• 097723 - MATHEMATICAL AND PHYSICAL MODELING IN ENGINEERING [1]

The main objective of the overall course is to acquire knowledge of mathematical and physical modeling of continuum material bodies and to develop critical skills for their application in solving engineering problems.

The main objective of part [1] of the course is to provide the student with an overall understanding of the basics of advanced Continuum Mechanics and Continuum Thermodynamics. The student is expected to become knowledgable about all the main concepts and ideas, so that he might be ready to use them in more application-oriented contexts, which are part of the program in Mathematical Engineering, in particular for the "scientific computation track".

The student is expected:

- to master the mathematical develoment of all the mathematical and physical methods exposed during the course;

- to develop a good capability of handling and working with tensorial quantities, of writing balance equations and boundary conditions for simple problems in elasticity theory;

- to understand the structure and the construction of basic theories of Continuum Mechanics;

- to become articulate and fluent in expressing and communicating all the key ideas and proofs of the basic theorems and concepts.

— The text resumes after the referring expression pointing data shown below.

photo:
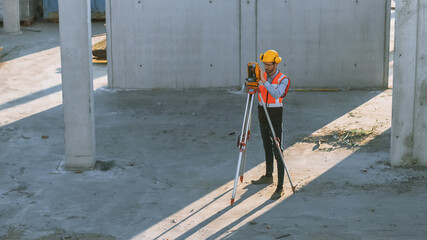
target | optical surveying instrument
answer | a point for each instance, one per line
(252, 83)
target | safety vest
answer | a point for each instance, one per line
(268, 99)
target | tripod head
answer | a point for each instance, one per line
(253, 75)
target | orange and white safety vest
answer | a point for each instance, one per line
(268, 99)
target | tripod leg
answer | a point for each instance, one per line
(242, 144)
(247, 136)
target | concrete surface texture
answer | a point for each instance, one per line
(409, 133)
(329, 43)
(166, 160)
(11, 16)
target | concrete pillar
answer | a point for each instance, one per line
(77, 85)
(248, 36)
(11, 21)
(409, 116)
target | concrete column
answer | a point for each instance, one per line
(248, 36)
(11, 21)
(409, 116)
(77, 83)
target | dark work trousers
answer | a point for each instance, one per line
(275, 114)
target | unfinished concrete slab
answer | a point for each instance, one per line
(166, 160)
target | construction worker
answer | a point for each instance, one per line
(273, 87)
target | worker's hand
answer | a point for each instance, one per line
(261, 71)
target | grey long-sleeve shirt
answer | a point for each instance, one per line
(275, 92)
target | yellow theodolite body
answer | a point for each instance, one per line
(253, 75)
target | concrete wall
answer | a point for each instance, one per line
(409, 117)
(27, 9)
(193, 43)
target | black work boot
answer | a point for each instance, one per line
(263, 180)
(277, 194)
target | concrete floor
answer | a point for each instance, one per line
(166, 160)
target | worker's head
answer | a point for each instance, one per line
(270, 59)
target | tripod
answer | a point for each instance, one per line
(245, 135)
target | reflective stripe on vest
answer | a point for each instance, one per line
(269, 100)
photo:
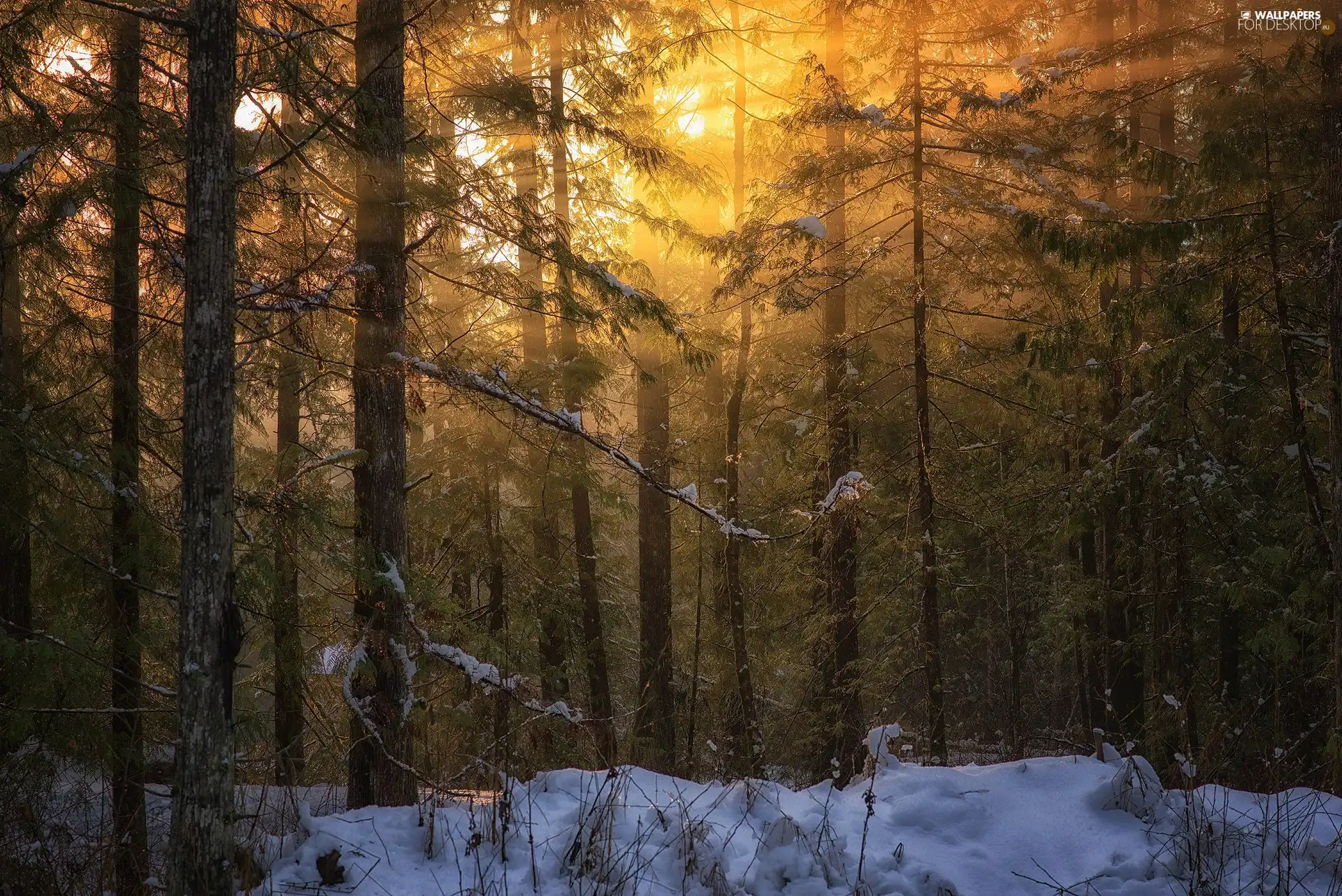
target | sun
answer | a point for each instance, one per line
(255, 108)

Cauchy stress tensor and mechanical balance equations (reminder).

Theorem of kinetic energy and power of internal stresses. Piola transformation for vector and tensor fields. Piola stress tensor: definition and properties.

Elastic solids. Constitutive relation. Local balance equations in a material form. Material frame indifference. Symmetry group. Isotropicity. Representation formula. Strain energy in finite elasticity. Strain energy for isotropic materials. Examples: Blatz-Ko, Mooney-Rivlin, Ogden, Neo-Hookean. Internal constraints and reactive stresses. Examples: incompressibility, inextensibility in a given direction.

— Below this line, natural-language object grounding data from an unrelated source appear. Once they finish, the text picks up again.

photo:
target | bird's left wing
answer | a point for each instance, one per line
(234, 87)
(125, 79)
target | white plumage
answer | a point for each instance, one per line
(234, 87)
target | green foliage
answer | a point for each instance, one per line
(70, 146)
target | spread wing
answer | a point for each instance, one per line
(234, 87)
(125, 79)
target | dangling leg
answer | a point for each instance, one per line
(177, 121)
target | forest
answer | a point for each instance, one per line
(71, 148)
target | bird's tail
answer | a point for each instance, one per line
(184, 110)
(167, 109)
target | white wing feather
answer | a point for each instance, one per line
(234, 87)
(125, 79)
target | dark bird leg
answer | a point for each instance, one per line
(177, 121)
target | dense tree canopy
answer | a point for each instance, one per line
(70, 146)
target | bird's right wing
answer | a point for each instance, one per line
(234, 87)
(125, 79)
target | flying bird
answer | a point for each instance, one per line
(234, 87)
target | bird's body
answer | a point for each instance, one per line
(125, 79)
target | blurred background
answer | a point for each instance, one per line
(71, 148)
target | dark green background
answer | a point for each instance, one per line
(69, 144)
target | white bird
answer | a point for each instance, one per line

Linearization of constitutive relation for elasticity. Infinitesimal strain tensor. Elasticity tensor. Linear constitutive relation. Symmetry group. Isotropic linear elasticity. Lame' constants. Navier equations. Wave propagation in linear isotropic elasticity: transverse and longitudinal wave popagation. Simple shear, uniform extensions and uniform tractions. Poisson's ratio and Young's modulus.

Energy balance for continuum thermodynamics. Entropy inequality. Axioms of Continuum Thermodynamics. Constitutive relations for thermoelasticity. Free energy and entropy inequality. Coleman and Noll method and consequences. Linear thermoelasticity. Field equations for linear thermoelasticity. Fourier's law. Heat equation. Symmetry group for elastic fluids.

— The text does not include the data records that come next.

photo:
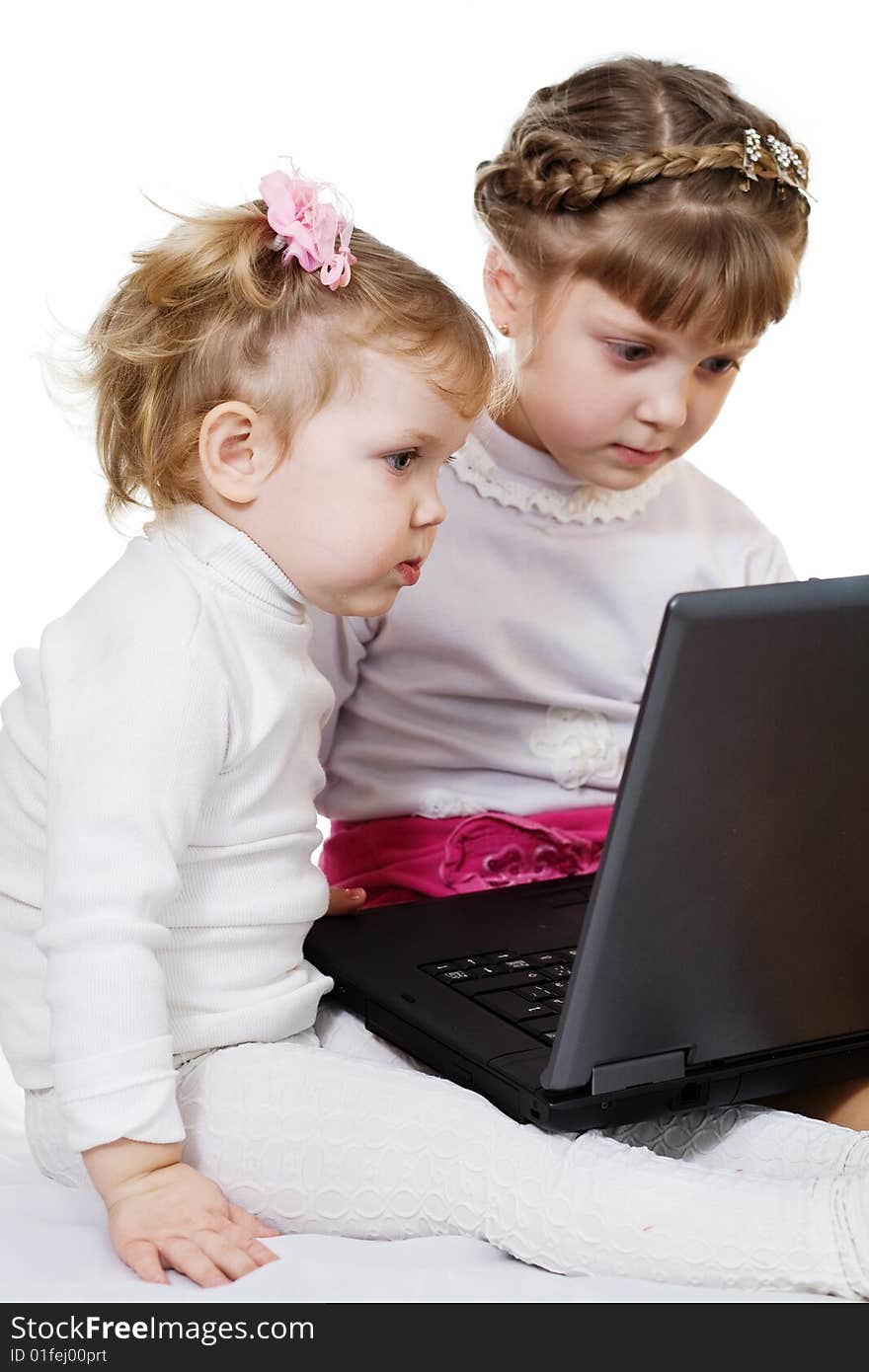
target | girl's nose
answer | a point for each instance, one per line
(665, 405)
(429, 507)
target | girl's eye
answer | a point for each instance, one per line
(401, 461)
(721, 365)
(629, 351)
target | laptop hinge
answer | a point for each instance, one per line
(637, 1072)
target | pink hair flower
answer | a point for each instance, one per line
(313, 225)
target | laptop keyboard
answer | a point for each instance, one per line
(526, 988)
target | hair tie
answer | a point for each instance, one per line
(790, 166)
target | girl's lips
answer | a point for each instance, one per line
(409, 572)
(634, 457)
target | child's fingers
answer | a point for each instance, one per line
(144, 1259)
(228, 1256)
(345, 900)
(187, 1257)
(250, 1223)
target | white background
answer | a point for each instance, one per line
(191, 103)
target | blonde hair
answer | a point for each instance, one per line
(210, 313)
(628, 173)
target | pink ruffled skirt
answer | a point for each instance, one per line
(412, 858)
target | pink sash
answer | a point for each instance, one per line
(411, 858)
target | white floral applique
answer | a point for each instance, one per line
(578, 744)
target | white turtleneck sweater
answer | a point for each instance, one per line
(511, 675)
(158, 766)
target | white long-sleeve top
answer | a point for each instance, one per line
(158, 764)
(510, 676)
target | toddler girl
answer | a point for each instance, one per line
(284, 393)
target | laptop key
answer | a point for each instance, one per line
(509, 981)
(541, 959)
(534, 994)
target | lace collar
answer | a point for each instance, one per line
(524, 479)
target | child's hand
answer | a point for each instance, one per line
(345, 901)
(166, 1214)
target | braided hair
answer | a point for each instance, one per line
(630, 173)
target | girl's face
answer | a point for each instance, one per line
(351, 513)
(609, 397)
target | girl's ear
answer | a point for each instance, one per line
(238, 452)
(506, 292)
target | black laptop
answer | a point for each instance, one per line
(721, 953)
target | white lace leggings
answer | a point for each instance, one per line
(352, 1138)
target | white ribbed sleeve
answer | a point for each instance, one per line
(133, 746)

Constitutive relations for materials with stress tensor depending on F and its time derivative. Viscoelastic materials. Fluids. Viscous fluids. Newtonian and non-Newtonian fluids.

Tensor algebra and general coordinates in continuum mechanics. Natural basis and dual basis. The metric tensor. Covariant and controvariant components. Covariant derivative and Christoffel symbols.

Basic ideas of calculus. Theory of ordinary differential equations and basic notions about partial differential equations. Elementary knowledege of classical Rational Mechanics and Continuum Mechanics (forces, balance equations, Cauchy stress tensor, kinematics of continua).

The exams wil be organized in agreement with the Academic Calendar and the Rules of the School of Engineering.

The verification of knowledge and capabilities acquired by the student is based, for each part, on a written test of about 2h, followed by an oral part.

The two written tests can be taken together during the same exam session, or separately in different exam sessions.

The final grade is based on an overall evaluation of the two parts of the exam.

The verification of knowledge and capabilities acquired by the student in part [1] of the course is based on a written test of about 2h, followed by an oral part.

The written test consists in an exercise on Finite Elasticity theory, which requires the student to be able to work with tensorial constitutive relations and writing and solving simple equilibrium problems. This will provide a basis on which to evaluate the capability of the student to apply correctly knowledge and comprehension acquired during the Course.

In the oral part of the exam the student will show his knowledge and his communication skills through appropriate exposition of all the main concepts and correct presentation of the proofs of all the main results and theorems.

In the oral part the student is also expected to answer theoretical questions on course topics, and to verify student's skills at making connections between course topics and previous courses.

Material prepared by the Teachers will be placed in the Beep area of the Course.